Psychiatric reactions in patients receiving prednisone are common, occurring in up to 18.4% of patients receiving >80 mg daily [1]. Patients usually develop mental state changes within 3–14 days of initiation of treatment [4]. Given its common occurrence, its potential severity and the lack of reliable predicting factors [5], it is essential that these neuropsychiatric complications are actively screened for in every patient who is on a high dose of steroids.

Valproate-induced reversible pseudoatrophy of the brain and hyperammonemic encephalopathy in a bipolar patient

Lena Nabuco Abreu, Cilly Issler and Beny Lafer, University of Sao Paulo Medical School–Psychiatry, Sao Paulo, Brazil:

In spite of the safety profile of valproate, it can lead to rare severe neurological side-effects such as encephalopathy with or without hyperammonemia, extrapyramidal disorders, reversible dementia and pseudoatrophy of the brain [1, 2]. We describe the case of a bipolar patient who was treated with valproate and who developed reversible pseudoatrophy of the brain and hyperammonemic encephalopathy.

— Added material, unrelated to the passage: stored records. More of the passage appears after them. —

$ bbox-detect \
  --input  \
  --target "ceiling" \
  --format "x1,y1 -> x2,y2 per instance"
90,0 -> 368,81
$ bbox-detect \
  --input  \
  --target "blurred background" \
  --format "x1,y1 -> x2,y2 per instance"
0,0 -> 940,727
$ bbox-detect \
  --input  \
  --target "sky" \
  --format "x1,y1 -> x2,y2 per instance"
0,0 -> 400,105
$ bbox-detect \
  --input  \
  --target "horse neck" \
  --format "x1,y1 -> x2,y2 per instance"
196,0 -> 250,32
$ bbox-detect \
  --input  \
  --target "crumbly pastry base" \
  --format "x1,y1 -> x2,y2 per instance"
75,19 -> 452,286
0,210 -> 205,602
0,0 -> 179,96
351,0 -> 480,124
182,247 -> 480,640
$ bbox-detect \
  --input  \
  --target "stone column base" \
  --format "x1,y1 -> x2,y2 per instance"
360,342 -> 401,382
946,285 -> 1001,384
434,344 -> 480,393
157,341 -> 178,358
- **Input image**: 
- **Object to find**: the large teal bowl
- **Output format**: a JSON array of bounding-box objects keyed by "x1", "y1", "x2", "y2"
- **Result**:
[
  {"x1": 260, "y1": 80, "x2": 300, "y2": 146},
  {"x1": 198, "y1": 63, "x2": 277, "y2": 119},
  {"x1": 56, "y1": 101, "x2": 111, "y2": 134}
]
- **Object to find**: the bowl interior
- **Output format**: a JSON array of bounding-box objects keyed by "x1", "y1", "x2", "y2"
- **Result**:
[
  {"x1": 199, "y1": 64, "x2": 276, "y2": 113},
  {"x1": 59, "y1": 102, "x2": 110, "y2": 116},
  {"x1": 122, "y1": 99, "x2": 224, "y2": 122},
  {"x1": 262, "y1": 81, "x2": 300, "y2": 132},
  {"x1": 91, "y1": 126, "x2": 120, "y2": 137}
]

The patient was a 47-year-old woman who had been treated for bipolar disorder type I (DSM-IV) for 10 years. She had been using valproate at a dose of 2000 mg day⁻¹ for 5 years without any symptoms of intoxication or other neurological complications. After an episode of psychotic mania, valproate was increased to 2500 mg day⁻¹, with blood levels of 83.5 µg dL⁻¹. After 7 months the patient developed confusion, memory loss, apathy and parkinsonism. The symptoms worsened in the next 2 weeks and the patient developed severe parkinsonism, lack of orientation, incoherent speech and lethargy. After 1 week the patient became catatonic. After admission to a psychiatric unit, blood level of ammonia was measured at 48 µmol L⁻¹ (normal level = 11–32 µmol L⁻¹). Computed tomography showed marked sulci atrophy and ventricles enlargement.

Valproate was ceased and electroconvulsive therapy was started, and in 1 week the parkinsonism, memory loss, apathy and lethargy improved consistently. Three months after discharge, magnetic resonance imaging was performed and the sulci atrophy and ventricles enlargement had diminished.

The mental deterioration observed in the present patient was observed previously in neurological patients who were chronic users of valproate. There is a clinical relationship between the development of encephalopathy and blood ammonia levels, as seen in the present case, although the pathogenesis is not completely understood, and multiple studies obtained mixed results on the search for an association between dose and plasma concentrations of valproate with serum ammonia levels [3, 4] and the appearance of clinical symptoms [4]. The prevalence of symptomatic hyperammonemia leading to encephalopathy from valproate is unknown but thought to be rare in adults [4]. The aetiology of pseudoatrophy remains unclear also, and only a few cases have been described in the literature [1, 3]. In all of them there was some improvement after discontinuation of valproate. Therefore, even in therapeutic blood levels, valproate can cause severe neurological symptoms. Clinicians should be aware of this rare but severe side-effect when treating bipolar patients. The recommendation should always be to discontinue valproate because hyperammonemia leading to encephalopathy could be a completely reversible side-effect.